Thom Holwerda 2014-06-25 Office 36 Comments

Way back in 2009, I wrote about a few specific cases in which computers led to (subtle) changes in the Dutch language. While the changes highlighted in that article were subtle and not particularly substantial, there are cases around the world where computing threatens much more than a few subtle, barely noticeable features of a language.

This article is a bit too politicised for my taste, but if you set that aside and focus on its linguistic and technological aspects, it’s quite, quite fascinating.

Urdu is traditionally written in a Perso-Arabic script called nastaliq, a flowy and ornate and hanging script. But when rendered on the web and on smartphones and the entire gamut of digital devices at our disposal, Urdu is getting depicted in naskh, an angular and rather stodgy script that comes from Arabic. And those that don’t like it can go write in Western letters.

It’d be fantastic if Microsoft, Google, and Apple could include proper support for nastaliq into their products. It’s one thing to see Dutch embrace a new method of displaying direct quotes under the influences of computers, but to see an entire form of script threatened is another.

About The Author

Thom Holwerda

Follow me on Mastodon @[email protected]

36 Comments

2014-06-25 4:06 pm

mail4asim
Wow, never thought I would read an article about Urdu font on OSAlert. Thank you Thom for sharing this.

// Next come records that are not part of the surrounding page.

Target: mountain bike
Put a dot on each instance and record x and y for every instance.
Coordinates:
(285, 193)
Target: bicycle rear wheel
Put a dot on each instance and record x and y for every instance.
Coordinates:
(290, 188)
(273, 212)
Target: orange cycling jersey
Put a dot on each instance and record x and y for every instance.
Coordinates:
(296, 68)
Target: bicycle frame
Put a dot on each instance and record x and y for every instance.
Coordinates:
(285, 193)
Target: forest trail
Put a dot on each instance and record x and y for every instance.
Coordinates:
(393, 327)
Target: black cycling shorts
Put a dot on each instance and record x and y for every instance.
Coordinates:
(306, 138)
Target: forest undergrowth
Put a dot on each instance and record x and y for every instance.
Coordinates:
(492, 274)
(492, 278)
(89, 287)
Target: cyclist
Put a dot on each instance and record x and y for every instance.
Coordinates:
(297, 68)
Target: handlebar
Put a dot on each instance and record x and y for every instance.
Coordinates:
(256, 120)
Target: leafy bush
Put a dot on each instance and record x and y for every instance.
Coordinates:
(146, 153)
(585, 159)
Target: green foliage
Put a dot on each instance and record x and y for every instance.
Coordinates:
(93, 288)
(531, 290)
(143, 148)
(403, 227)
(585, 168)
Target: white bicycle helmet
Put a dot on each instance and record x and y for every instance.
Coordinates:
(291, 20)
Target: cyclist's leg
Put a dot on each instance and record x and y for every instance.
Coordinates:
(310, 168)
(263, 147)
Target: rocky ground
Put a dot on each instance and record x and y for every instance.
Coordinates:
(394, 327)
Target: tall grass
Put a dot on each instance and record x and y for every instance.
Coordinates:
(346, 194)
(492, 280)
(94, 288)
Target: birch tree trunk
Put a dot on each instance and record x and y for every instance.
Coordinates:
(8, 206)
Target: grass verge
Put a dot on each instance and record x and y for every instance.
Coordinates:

I have to agree that Urdu fonts on most of the websites, including Facebook are horrible. But that’s all we have and some people, like my mother, are able to work with it.

I cringe every time I get a message in Roman Urdu but that’s the easiest way to communicate for many of us without an Urdu Keyboard.

Learning Urdu script helped me in reading Arabic and Farsi. But on the other hand Roman Urdu has helped a lot of people learn English and be able to communicate globally.

Edited 2014-06-25 16:07 UTC
2014-06-25 4:21 pm

mutter
Roman Urdu is the bigger threat by far. Everyone uses it and it is truly disgusting. Urdu script is so badly rendered that people find it difficult to read it off a computer screen. Part of the problem is rampant software piracy in South Asia. There is little incentive for software makers to cater to consumers here since there are few paying consumers here and fewer still who demand this.

Edited 2014-06-25 16:22 UTC

2014-06-25 10:34 pm

chithanh
There is little incentive for software makers to cater to consumers here since there are few paying consumers here and fewer still who demand this.

In the age of free and open source software, I can no longer consider this argument valid.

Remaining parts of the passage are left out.